In desperation, we did what any reasonable software engineer would do, we randomly flipped compile flags. To our astonishment the debug version of libopencv_core did not provoke the buggy behavior, but the release version did. This, despite the fact that no code inside this library was ever being run.
Was it assert() statements with side effects that negated the error condition, run at dlopen() time because they're found in the constructors of static objects? Other nefarious code compiled in by NDEBUG? SSE optimization flags? We tested each: No, no, and no. Twenty recompiles or so later, the culprit was isolated:
Google demonstrated its omniscience by turning up a site called programerror.com as the first hit for gcc fast-math. Another hour later we'd found that, of the various -f flags that -ffast-math enables, the specfic offender was -funsafe-math-operations.

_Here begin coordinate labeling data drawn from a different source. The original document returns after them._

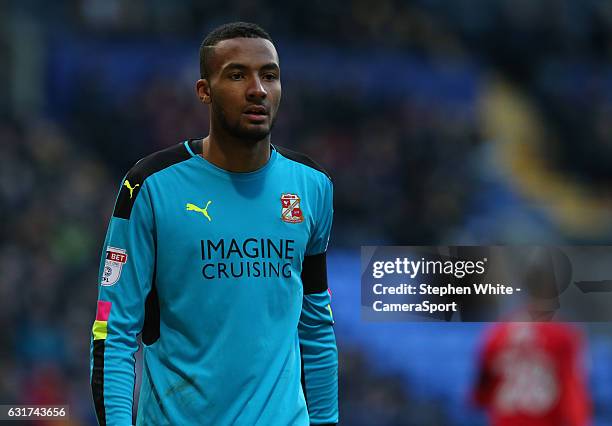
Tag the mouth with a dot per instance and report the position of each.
(256, 113)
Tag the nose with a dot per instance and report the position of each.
(256, 90)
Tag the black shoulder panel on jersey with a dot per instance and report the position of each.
(301, 158)
(143, 169)
(314, 273)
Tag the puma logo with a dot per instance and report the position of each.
(204, 211)
(130, 187)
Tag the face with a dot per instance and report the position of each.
(243, 87)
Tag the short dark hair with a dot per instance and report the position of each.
(226, 32)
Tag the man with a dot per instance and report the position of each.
(216, 253)
(530, 375)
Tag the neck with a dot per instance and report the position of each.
(236, 155)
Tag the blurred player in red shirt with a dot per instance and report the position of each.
(531, 375)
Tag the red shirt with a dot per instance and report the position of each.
(530, 375)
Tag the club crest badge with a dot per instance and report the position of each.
(115, 259)
(290, 208)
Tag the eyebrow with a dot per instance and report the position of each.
(242, 67)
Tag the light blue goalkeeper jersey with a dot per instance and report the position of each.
(224, 275)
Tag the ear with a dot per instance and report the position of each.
(203, 90)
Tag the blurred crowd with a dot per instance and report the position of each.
(419, 153)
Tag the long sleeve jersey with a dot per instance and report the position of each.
(224, 275)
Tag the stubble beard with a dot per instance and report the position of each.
(238, 131)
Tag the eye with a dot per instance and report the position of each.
(270, 76)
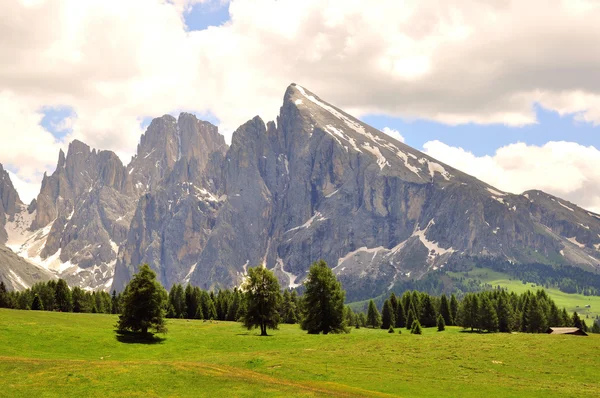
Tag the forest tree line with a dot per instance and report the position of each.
(490, 311)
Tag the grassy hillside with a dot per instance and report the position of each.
(572, 302)
(66, 354)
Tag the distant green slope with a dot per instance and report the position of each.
(66, 354)
(572, 302)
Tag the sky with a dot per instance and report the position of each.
(508, 91)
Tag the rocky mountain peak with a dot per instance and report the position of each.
(10, 203)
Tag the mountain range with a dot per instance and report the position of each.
(315, 184)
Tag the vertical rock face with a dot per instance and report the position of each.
(317, 184)
(10, 203)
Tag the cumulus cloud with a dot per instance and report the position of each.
(115, 63)
(565, 169)
(393, 133)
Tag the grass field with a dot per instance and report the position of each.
(65, 354)
(572, 302)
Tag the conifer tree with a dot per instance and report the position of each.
(445, 311)
(576, 321)
(416, 327)
(441, 323)
(323, 301)
(410, 319)
(536, 317)
(62, 296)
(387, 315)
(400, 317)
(453, 309)
(37, 303)
(144, 300)
(262, 300)
(488, 318)
(428, 314)
(505, 315)
(373, 316)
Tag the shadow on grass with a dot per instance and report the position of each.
(138, 338)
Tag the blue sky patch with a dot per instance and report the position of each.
(486, 139)
(212, 13)
(55, 120)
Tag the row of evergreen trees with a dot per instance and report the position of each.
(57, 296)
(192, 302)
(492, 311)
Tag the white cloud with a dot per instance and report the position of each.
(116, 62)
(27, 190)
(393, 133)
(565, 169)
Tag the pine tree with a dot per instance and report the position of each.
(114, 308)
(323, 301)
(488, 318)
(191, 302)
(453, 309)
(428, 314)
(373, 316)
(468, 312)
(445, 311)
(37, 303)
(387, 315)
(441, 323)
(536, 317)
(416, 327)
(144, 300)
(4, 300)
(505, 315)
(576, 321)
(400, 317)
(262, 300)
(410, 319)
(62, 296)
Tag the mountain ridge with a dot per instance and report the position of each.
(315, 183)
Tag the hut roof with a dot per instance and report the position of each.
(575, 331)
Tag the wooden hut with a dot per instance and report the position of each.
(573, 331)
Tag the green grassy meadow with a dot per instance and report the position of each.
(572, 302)
(66, 354)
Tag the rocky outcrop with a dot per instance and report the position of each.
(315, 184)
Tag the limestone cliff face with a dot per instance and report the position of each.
(9, 202)
(315, 184)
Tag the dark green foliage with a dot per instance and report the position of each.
(387, 315)
(62, 296)
(453, 309)
(400, 316)
(262, 300)
(416, 327)
(576, 321)
(441, 323)
(445, 311)
(323, 301)
(428, 314)
(505, 315)
(4, 298)
(410, 319)
(468, 311)
(488, 318)
(144, 300)
(373, 316)
(536, 317)
(37, 303)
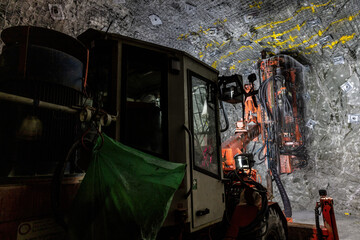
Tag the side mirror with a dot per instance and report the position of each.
(231, 89)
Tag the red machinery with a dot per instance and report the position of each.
(279, 120)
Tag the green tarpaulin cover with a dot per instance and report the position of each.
(125, 194)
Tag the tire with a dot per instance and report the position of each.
(275, 229)
(272, 229)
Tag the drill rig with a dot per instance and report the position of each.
(163, 103)
(273, 114)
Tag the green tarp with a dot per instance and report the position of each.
(126, 194)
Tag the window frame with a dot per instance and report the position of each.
(126, 49)
(191, 74)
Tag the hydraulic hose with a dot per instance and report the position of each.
(317, 222)
(225, 117)
(283, 194)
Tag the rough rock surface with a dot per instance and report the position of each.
(229, 35)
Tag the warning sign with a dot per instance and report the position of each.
(42, 229)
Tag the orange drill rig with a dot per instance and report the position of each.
(275, 111)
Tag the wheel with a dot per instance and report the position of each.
(275, 229)
(272, 229)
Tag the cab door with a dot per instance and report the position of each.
(207, 189)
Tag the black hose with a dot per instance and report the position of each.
(282, 191)
(56, 185)
(225, 117)
(264, 205)
(317, 222)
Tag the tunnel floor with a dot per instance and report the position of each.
(348, 226)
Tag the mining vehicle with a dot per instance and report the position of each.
(58, 95)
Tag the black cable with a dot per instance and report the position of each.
(282, 191)
(56, 185)
(225, 117)
(318, 228)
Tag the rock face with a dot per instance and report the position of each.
(229, 36)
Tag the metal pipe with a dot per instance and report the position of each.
(29, 101)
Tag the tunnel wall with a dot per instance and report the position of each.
(229, 36)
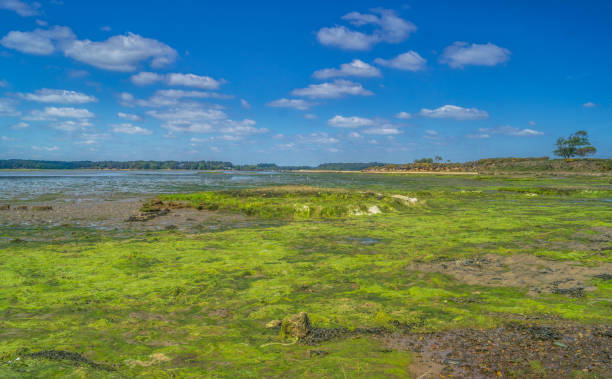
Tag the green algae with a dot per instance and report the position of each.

Excerpt from the gcc docs:
-funsafe-math-optimizations Allow optimizations for floating-point arithmetic that (a) assume that arguments and results are valid and (b) may violate IEEE or ANSI standards. When used at link-time, it may include libraries or startup files that change the default FPU control word or other similar optimizations. This option is not turned on by any -O option since it can result in incorrect output for programs which depend on an exact implementation of IEEE or ISO rules/specifications for math functions. It may, however, yield faster code for programs that do not require the guarantees of these specifications. Enables -fno-signed-zeros, -fno-trapping-math, -fassociative-math and -freciprocal-math. The default is -fno-unsafe-math-optimizations.
So. -ffast-math would appear to be rather evil. If you use this flag to build your library, programs who link against you that expect correct math may break, and if they do, they will be consistent about it, but it will be very tough to figure out why.
So. If you've skipped to the bottom of this message, the short story is: DO NOT USE -ffast-math.